None of this to claim Drummond had the wrong idea, or is somehow to blame where the film avoids total blame of those it frames as in the wrong.  The problem lies not with Drummond as a man, but with the situation he had to navigate, which would've broken or subsumed one of lesser character before first act's close.  Though Lawrence later outright specified he and Lee wrote the play as a subtle means of critiquing McCarthyism a la The Crucible, I think the work functions equally well as a straightforward critique of the media circus around the original trial, or the rhythms of court dramas especially when considering Kramer's work here, or any quagmire wherein the spectacle of ferocious battle overtakes level heads and an honest sense of law.  The trial and public demanded harder hits, wittier comebacks, a total destruction of an idol representing one side or another, and because Brady had a softer belly and a bigger obvious weakness in his dependence on a flock, he fell beneath the weight of Drummond's blows before Drummond could realize he too stepped over the line and acted uncouth in the same manner as all around him.

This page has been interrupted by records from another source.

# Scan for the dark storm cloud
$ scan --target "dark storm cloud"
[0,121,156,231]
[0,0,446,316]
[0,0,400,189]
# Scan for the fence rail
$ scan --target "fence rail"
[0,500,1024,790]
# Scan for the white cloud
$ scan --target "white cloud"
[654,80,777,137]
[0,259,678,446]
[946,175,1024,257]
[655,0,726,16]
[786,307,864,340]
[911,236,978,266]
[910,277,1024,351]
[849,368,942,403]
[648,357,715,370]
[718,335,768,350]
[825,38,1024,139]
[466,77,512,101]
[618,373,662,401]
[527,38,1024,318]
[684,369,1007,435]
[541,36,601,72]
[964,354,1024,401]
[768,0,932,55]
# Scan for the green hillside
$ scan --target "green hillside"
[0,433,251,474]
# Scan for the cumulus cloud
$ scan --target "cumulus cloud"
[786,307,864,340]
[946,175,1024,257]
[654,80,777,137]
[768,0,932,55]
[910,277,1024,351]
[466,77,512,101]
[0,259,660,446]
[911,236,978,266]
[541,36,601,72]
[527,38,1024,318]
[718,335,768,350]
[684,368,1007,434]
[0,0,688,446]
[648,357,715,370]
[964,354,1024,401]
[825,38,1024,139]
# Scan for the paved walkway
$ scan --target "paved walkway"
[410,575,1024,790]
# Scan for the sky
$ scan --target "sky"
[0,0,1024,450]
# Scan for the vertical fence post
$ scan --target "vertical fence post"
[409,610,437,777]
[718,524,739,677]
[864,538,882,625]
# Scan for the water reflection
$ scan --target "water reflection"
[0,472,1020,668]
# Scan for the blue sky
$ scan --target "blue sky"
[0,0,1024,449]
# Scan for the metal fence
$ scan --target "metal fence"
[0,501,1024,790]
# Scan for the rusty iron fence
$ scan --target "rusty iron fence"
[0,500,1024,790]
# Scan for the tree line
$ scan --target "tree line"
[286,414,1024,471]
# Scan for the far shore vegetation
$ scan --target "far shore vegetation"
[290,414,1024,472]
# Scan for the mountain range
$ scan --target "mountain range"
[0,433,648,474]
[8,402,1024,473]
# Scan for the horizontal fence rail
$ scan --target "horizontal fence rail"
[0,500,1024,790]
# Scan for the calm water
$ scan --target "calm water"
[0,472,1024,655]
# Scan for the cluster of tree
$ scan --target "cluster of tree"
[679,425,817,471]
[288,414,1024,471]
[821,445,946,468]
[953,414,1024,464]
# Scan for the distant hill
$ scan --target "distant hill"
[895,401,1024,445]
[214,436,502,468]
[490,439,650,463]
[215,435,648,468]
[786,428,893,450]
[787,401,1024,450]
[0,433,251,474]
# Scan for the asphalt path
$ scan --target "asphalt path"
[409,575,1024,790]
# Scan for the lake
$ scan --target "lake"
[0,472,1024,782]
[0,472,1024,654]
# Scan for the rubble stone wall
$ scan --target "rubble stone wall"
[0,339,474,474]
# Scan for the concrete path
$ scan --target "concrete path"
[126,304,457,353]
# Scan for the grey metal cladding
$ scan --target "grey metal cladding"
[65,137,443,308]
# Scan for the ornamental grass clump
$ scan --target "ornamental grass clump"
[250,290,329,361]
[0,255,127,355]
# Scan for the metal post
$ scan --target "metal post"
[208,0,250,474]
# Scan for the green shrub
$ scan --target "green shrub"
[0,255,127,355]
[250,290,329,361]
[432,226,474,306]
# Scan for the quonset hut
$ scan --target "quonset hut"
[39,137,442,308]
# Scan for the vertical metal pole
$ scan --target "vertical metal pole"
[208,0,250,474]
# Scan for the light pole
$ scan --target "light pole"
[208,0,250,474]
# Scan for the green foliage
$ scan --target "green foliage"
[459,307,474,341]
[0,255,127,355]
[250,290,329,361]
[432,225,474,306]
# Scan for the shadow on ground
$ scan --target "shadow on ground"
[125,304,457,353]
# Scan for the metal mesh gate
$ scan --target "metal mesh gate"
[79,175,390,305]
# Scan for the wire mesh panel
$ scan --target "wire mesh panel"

Consider the way he weighs Darwin and God's word in his hands at the close, before slapping them together and marching out to the tune of Battle Hymn of the Republic.  Regardless of where man came from, whether the gradual course of evolution from "lower" lifeforms over billions of years or instantly through the divine hand of the Lord from naught but dust and clay; what comfort or insight holds either answer when the fight to prove one or the other cost a man his life?  Or a town its dignity?  Or a family its stability?  Or a state its convenient legal blindness for decades?  Or the historical record a clean view of a symbolic hoax trial?  Or an industry its best minds?  Or a nation its sense of trust and stability?  The fervor of the fight can only encourage its participants to destroy in the course of chasing victory, regardless whether they intend nobility or ill.

Causes deserve their strident champions, but they also deserve an arena in which clear minds and well-spoken exchanges may play out free from all sense of clashing swords.  The public deserves a judicial branch predicated on preventing the ludicrousness of the monkey trials, in real or fictional forms.  We all especially deserve a life apart from fanaticism and tribalism and all the other assorted -isms that make a life part of some poison mob instead of the worthwhile thing it truly is.  Kramer makes this point by taking you to the edge, exciting you enough that you'll cheer on Drummond's legal strategy the same way the townsfolk cheer on Brady's nonsense, and then hits you with the revelation of just what's happened.  I initially called it a shovel to the face, but a more fitting analogy is likening it to a rock sinking to the pit of your stomach, never making itself evident until the full weight is settled right at the bottom.  We must have a care for how we tolerate foolishness from even our greatest allies, else we too inherit the wind and become masterless servants.

(Talk about one director making two radically different pieces a few years apart.  I can see all the skill in framing and editing and conducting actors and incorporating music Kramer brought to It's a Mad, Mad, Mad, Mad World, even the particular manner of working humor into proceedings - but wat a wholly different effect!)